In a reasonable age that would be a reasonable demand. And that was the only mistake Murray made: forgetting that this age is far from reasonable. The Society of Editors was soon targeted by the usual online activists and Murray was forced to resign, announcing that he had to “take the blame” for his initial statement. “While I do not agree the society’s statement was in any way intended to defend racism, I accept it could have been much clearer in its condemnation of bigotry and has clearly caused upset,” he said.

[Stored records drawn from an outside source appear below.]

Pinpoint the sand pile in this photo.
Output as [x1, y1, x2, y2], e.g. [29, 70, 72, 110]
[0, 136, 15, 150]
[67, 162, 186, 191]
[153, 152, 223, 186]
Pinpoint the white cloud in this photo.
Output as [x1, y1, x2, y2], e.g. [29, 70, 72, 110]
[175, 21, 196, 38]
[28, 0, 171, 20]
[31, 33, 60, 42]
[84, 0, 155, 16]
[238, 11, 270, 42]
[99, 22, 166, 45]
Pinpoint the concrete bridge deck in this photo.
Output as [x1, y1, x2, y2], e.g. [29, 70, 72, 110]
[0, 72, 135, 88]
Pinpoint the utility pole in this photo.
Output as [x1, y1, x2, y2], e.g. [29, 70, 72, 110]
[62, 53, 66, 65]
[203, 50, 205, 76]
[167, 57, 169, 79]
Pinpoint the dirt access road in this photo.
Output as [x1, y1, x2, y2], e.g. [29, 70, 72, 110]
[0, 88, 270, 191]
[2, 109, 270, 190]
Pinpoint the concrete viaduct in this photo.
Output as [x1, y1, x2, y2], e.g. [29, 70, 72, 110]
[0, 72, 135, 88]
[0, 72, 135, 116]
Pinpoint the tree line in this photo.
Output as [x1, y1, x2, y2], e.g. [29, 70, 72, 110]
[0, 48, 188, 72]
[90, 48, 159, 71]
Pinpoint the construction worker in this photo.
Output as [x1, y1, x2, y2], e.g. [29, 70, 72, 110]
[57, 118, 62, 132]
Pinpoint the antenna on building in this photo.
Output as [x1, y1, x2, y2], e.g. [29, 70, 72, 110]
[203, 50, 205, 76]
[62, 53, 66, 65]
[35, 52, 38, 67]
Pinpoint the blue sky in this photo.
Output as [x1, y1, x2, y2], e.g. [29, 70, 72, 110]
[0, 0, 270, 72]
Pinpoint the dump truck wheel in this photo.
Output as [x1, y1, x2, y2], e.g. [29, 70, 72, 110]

A new statement from the Murray-less board made the necessary confession, acknowledging that there is “a lot of work to be done in the media to improve diversity and inclusion”. The society went on to promise that it “will reflect on the reaction our statement prompted and work towards being part of the solution.”
So another person finds themselves without a job and another institution bends towards the dogmatic orthodoxies of the time. There are ugly winds in the air. And with evidence and facts unable to save us, I fear Mr Murray’s scalp will not be the last.